Julien Durand, paysan retraité et porte-parole de l'Acipa (1), principale association d'opposants, n'a pas vraiment le profil du guérillero : « On y croyait au début, en 2002, au débat public ! Qu'est-ce qu'on avait bossé nos dossiers, pour collecter un maximum de données, à la préfecture et ailleurs ! On nous a poliment écoutés. Mais tout était ficelé. » Corinne Lepage, avocate, ancienne ministre de l'Environnement, confirme. « Je me souviens de salles pleines, des dossiers charpentés des opposants. Mais un débat public est plus ou moins honnête, selon la façon dont il est organisé et dont on répartit les temps de parole. Là, même si l'on a connu pire en 2006 avec l'autoroute Francilienne, c'était moyen… »

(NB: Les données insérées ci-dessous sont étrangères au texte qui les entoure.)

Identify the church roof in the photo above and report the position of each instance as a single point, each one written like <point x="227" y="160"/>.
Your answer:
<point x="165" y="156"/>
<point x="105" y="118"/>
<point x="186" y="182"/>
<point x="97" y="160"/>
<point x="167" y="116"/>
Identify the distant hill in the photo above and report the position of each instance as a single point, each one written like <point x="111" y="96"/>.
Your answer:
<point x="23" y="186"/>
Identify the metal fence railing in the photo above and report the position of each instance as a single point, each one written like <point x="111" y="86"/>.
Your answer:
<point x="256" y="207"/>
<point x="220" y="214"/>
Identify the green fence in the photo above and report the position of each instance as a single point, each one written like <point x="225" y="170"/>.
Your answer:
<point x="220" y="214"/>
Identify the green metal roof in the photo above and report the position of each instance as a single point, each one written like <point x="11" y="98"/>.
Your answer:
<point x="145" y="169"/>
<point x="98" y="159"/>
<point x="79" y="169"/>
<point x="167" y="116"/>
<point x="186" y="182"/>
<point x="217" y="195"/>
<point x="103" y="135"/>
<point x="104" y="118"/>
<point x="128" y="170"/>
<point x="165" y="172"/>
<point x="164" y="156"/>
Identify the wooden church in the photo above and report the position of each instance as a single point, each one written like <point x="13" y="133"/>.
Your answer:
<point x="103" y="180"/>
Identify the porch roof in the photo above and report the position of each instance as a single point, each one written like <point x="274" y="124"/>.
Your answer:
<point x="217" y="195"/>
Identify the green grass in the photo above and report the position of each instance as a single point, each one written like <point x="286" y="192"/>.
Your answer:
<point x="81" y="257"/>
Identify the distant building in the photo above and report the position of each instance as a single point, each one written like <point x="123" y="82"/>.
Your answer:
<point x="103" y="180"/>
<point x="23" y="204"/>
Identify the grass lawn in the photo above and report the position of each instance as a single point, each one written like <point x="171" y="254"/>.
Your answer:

La consultation citoyenne n'a-t-elle servi qu'à avaliser le projet ? « On a proposé des alternatives, se souvient Julien Durand. Changement d'orientation de la piste de l'aéroport actuel, mise en réseau des aéroports de l'Ouest, développement du ferroviaire. Mais c'était : "Circulez, y a rien à voir !" » Rien d'étonnant : quand démarre le débat public, le processus est en réalité engagé depuis des années entre élus, acteurs économiques et Etat. Et c'est le consensus entre UMP et PS : on ne parle qu'aménagement, équipement, croissance… « Les pouvoirs publics ont un projet, ils veulent qu'il passe ! poursuit Corinne Lepage. Le débat public ne révolutionne pas les procédures françaises : on le mène pour être conforme à la loi, pas pour prendre en compte l'avis des gens et aboutir au projet le plus pertinent. »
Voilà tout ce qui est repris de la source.